Les infrastructures de transport connaissent également une activité soutenue. Les agrandissements de ports, comme celui du port de Tuas à Singapour ou de divers ports américains financés par des lois récentes, visent à augmenter la capacité et l'efficacité. Les projets routiers et ferroviaires, y compris les lignes à grande vitesse en Asie et en Europe, se poursuivent, bien qu'ils rencontrent souvent des retards liés au financement, aux acquisitions foncières et aux études d'impact environnemental.

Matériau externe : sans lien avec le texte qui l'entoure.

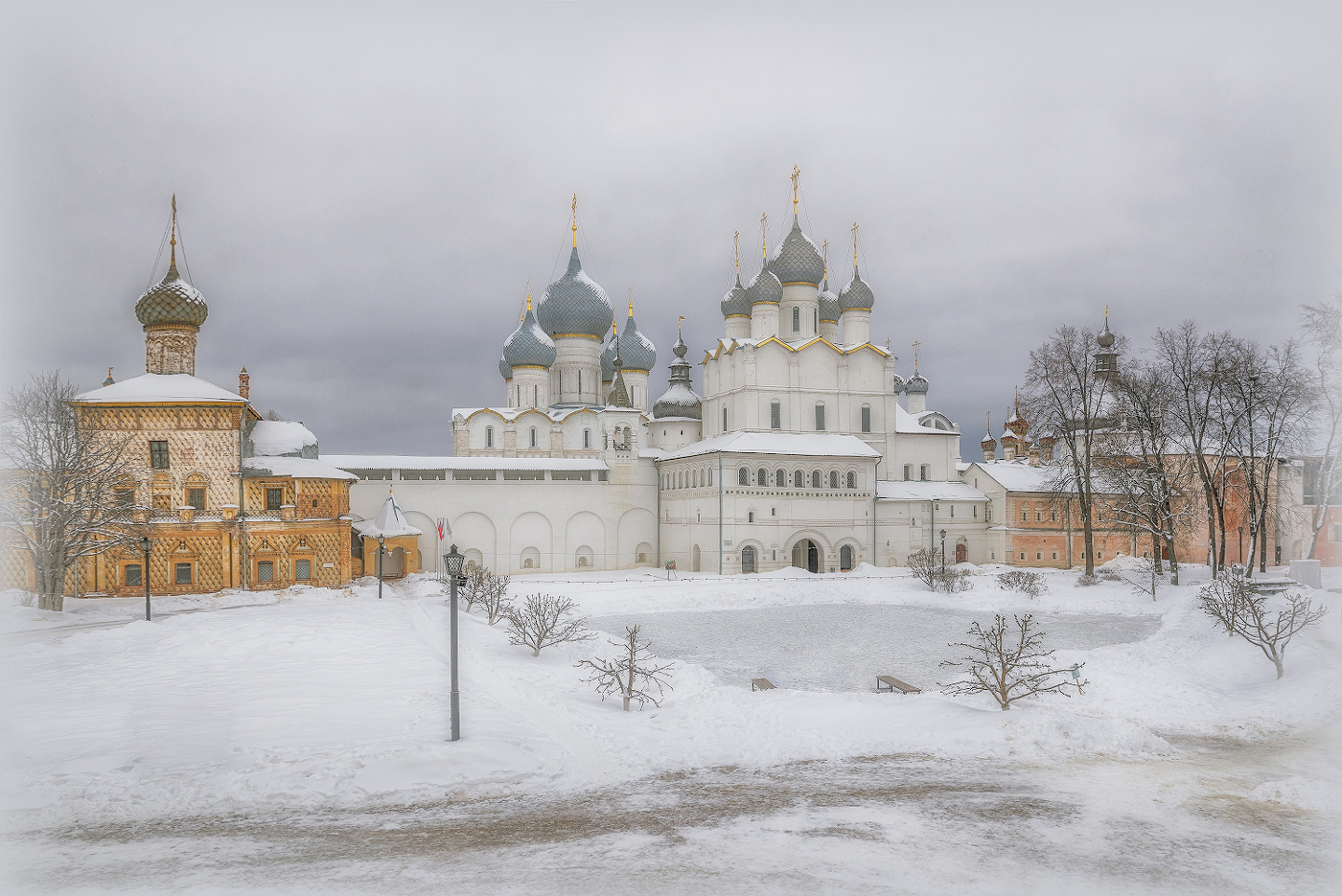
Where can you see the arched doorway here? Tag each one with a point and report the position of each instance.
(805, 554)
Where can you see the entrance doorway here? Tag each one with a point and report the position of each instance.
(805, 554)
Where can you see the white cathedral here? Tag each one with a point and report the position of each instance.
(798, 452)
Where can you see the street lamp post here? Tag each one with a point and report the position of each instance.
(144, 546)
(382, 543)
(452, 563)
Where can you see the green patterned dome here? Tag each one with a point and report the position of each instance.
(172, 301)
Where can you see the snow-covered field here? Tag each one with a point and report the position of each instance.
(295, 742)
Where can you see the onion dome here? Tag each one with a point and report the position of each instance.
(856, 295)
(764, 288)
(172, 301)
(636, 351)
(529, 346)
(735, 304)
(798, 259)
(574, 305)
(680, 400)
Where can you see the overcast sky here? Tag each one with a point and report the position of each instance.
(364, 195)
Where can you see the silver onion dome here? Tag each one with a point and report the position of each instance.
(172, 301)
(636, 351)
(680, 400)
(529, 346)
(735, 304)
(574, 305)
(798, 259)
(764, 288)
(828, 304)
(856, 294)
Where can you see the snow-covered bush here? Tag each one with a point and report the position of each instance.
(1009, 664)
(1019, 580)
(544, 620)
(1234, 603)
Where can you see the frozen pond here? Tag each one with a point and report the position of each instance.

La planification et l'exécution de ces mégaprojets sont de plus en plus cadrées par une double pression : le besoin de stimulation économique et de création d'emplois face à l'impératif de respecter des normes environnementales plus strictes et des engagements de neutralité carbone. Le financement public et privé, ainsi que les partenariats internationaux, seront déterminants pour savoir quels projets prévus seront lancés en 2026.